わたしだけのお疲れ様刑事

 数日後の午後、私は田嶋さんの運転する車で、田嶋さんの担当している事件に関係する、ペンダントの持ち主を訪ねていた。
 
「ほんとに、わざわざありがとうねぇ」
 
 ペンダントの写真に面影のある、上品な老婦人が出迎えてくれた。
 
「これ、亡くなった主人の形見なのよ」
 
 婦人はペンダントを開き、中の写真を私たちに見せて言った。
 
「若い頃の主人と私よ。あそこの公園で撮ったの。ふふ、いい男でしょ」
 
 そう言った婦人の目が潤んでいる。
 ほろほろと溢れた涙が、ペンダントの銀色にぽたり……と落ちた。
 
 ペンダントと水滴の両方に、私たち二人の顔が跳ね返っていた。
 
 帰りの車の中。
 
 老婦人の感情の余韻のまま、私たちは何となく黙ったままシートに揺られていた。
 言葉はなかったけれど、二人とも満ち足りている――そのことが自然に分かった。
 
 赤信号で停車した時、彼が私の方を見た。
 
「今日、この仕事をしていて、はじめて心からよかったと思いました」
 
 私も彼の方を見つめた。
 
「そう、それは良かったね。お疲れ様、小山さん」
 
 眩しい彼の笑顔が、まっすぐに心に届いた。
 
 信号が青に変わり、車が動き出す。
 そろそろ陽が傾き、ビルの影が長く伸びて、走る車の向こうに溶けていった。
 
 結局、車内で交わした言葉は、その一言ずつだけだった。
 けれど見つめ合った余韻が、しっかりと私の胸に残っていた。
 
 車が署に戻り、二人きりの時間は静かに終わりを告げた。
 
「ありがとうございました、田嶋さん」
 
「こちらこそ、ありがとう。
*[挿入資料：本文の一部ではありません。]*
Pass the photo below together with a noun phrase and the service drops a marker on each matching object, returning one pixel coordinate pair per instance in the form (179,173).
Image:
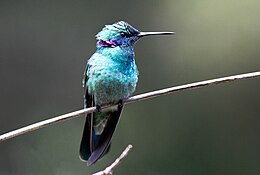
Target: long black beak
(141,34)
そして――お疲れ様、小山さん」
 
 そんな言葉を残して、二人はまた日常へと戻っていった。
 
 翌朝、いつもの事務室に出社して、仕事の準備にパソコンの電源を入れる。
 ジジ、と時折唸る蛍光灯の音が、いつものように私を迎えた。
 
 部屋の外から、軽いノックの音がする。
 
「はい、どうぞ」
 
 そう声をかけると、ドアは開かず、代わりに声が届いた。
 
「お疲れ様です、小山さん」
 
「お疲れ様です、田嶋さん」
 
 ドアの前から離れていく足音が、廊下に消えていく。
 
 ふと机の横を見ると、そこに何か置かれていた。
 
 “8200番”のタグが添えられた缶コーヒー。
 誰が置いていったのか、すぐに分かった。
 
 私は笑って、その缶を手に取ると、プルタブを開けた。
 
 プシュッという音が、蛍光灯の唸る音と混じり合っていく。
 
 お疲れ様刑事(デカ)という私しか使っていない呼び方は、もう私からも使われなくなった。